Maladies rares

Les ichtyoses

Qu’est-ce qu’une ichtyose ? Une ichtyose est une maladie chronique de la peau qui se caractérise par la présence à la surface de la peau d’une quantité excessive de « pellicules de peaux mortes » que l’on appelle des squames. Les squames recouvrent généralement l’ensemble du corps. L’aspect des squames peut être différent selon les formes d’ichtyose : squames épaisses et de couleur sombre ou squames plus fines et plus blanches. Certains patients présentent également une rougeur plus ou moins intense de la peau. Le plus souvent il n’existe pas d’autre anomalie que celle de la peau.

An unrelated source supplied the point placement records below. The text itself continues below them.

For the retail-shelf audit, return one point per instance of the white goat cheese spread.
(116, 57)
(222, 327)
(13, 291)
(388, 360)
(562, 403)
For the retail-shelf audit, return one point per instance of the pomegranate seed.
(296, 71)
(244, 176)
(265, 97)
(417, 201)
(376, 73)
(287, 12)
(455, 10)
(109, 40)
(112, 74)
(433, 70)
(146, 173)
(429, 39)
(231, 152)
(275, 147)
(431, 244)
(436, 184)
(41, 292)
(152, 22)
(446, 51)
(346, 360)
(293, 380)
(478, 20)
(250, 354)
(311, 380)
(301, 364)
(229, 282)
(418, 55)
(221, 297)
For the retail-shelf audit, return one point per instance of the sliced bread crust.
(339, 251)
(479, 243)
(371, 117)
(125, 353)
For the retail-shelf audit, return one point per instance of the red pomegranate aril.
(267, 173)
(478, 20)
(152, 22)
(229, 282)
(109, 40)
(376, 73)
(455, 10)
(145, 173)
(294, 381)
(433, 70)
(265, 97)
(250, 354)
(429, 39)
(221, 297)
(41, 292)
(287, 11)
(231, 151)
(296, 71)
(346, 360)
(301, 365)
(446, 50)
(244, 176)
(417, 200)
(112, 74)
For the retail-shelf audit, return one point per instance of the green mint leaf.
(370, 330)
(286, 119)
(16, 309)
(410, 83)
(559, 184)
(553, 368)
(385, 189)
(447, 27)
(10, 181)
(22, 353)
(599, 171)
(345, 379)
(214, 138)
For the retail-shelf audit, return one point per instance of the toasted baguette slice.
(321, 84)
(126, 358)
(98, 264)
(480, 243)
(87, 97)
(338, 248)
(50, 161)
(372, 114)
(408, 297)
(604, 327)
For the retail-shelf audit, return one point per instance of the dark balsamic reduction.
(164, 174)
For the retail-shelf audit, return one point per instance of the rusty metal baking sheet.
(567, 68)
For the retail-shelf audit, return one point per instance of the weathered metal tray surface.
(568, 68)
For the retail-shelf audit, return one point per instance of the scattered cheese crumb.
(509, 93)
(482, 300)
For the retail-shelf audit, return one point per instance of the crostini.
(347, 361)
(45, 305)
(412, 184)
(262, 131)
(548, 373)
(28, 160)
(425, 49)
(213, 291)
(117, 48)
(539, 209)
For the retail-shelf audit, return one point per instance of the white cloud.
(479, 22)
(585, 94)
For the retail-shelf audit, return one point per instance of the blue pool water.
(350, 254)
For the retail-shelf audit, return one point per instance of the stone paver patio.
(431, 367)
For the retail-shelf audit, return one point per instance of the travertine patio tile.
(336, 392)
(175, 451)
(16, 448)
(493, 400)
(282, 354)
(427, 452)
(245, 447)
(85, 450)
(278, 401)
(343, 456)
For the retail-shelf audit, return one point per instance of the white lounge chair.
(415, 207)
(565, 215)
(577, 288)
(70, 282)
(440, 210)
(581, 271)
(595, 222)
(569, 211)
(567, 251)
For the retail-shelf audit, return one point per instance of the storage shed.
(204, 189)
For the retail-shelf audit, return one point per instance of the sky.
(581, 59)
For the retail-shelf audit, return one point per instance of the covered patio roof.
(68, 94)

Quelle est l’histoire de l’ichtyose ?

L’ichtyose est souvent présente à la naissance. Dans ce cas, la peau du bébé peut présenter sous différentes formes.
Tout d’abord la peau peut-être rouge et recouverte de fines squames blanches (érythrodermie ichtyosiforme). Cet aspect persistera habituellement inchangé tout au long de la vie. Rarement, certaines formes peuvent s’améliorer avec l’âge.
Le bébé à la naissance peut aussi présenter un aspect de « bébé collodion ». Dans ce cas, le nouveau-né est enveloppé d’une membrane rigide, tendue et brillante. Au niveau du visage, cette membrane attire les paupières vers l’extérieur (ectropion), ce qui empêche l’œil de se fermer complètement. Les lèvres sont également attirées vers l’extérieur de la bouche (eclabion). Les doigts et les orteils sont repliés et enfermés dans cette membrane. Les mouvements du bébé peuvent être diminués par cette membrane qui rigidifie les articulations. Les bébés collodions doivent être hospitalisés en néonatologie en raison d’un risque de complications graves (infection, déshydratation). Cet état de bébé collodion est transitoire. En effet, en quelques semaines la membrane va se fissurer et disparaître. La peau prendra alors soit un aspect d’érythrodermie ichtyosiforme, soit un aspect d’ichtyose lamellaire, soit une forme intermédiaire. Lorsque le patient n’a pas connaissance de l’aspect qu’avait sa peau à la naissance, on peut savoir qu’il s’agissait d’un bébé collodion si le tour de l’oreille (pavillon) n’est pas bien régulier.
Un petit pourcentage de bébés collodions va guérir ou ne conserver qu’une simple peau sèche.
A côté de ces ichtyoses présentes à la naissance, certaines ichtyoses peuvent apparaître un peu plus tard dans l’enfance.

Quelles sont les complications possibles de l’ichtyose?

L’ichtyose a un retentissement important, voire souvent majeur sur la qualité de vie, et ceci au travers de symptômes chroniques qui perturbent les activités quotidiennes et la vie sociale, comme le grattage, l’aspect très affichant et très inesthétique des lésions et la perte de squames. En raison du caractère visible des lésions, les patients sont confrontés à des réactions psychosociales négatives de la part de l’entourage. Il existe également très probablement un impact de cette maladie sur la productivité au travail, la vie sexuelle et la survenue de phénomènes dépressifs.
Les facteurs aggravants l’ichtyose sont la chaleur et le sport car ils provoquent ou aggravent les fissures. La présence de fissures peut être responsable de douleurs qui empêchent parfois la marche ou les gestes de la vie courante.
L’ichtyose peut s’améliorer l’été et s’aggraver l’hiver en raison de la température.
Il existe une intolérance à la chaleur avec parfois des malaises. Certains patients sont très frileux.
La peau peut présenter des épisodes de surinfections qui peuvent augmenter les sensations de grattage, occasionner des douleurs et des écoulements parfois malodorants.
Dans les ichtyoses sévères, il peut exister une raideur de la peau qui entraîne une impossibilité à étendre totalement les articulations. Les gestes fins effectués avec les mains peuvent être gênés.
 Il peut exister une baisse de l’audition due à des bouchons formés de squames dans le conduit auditif.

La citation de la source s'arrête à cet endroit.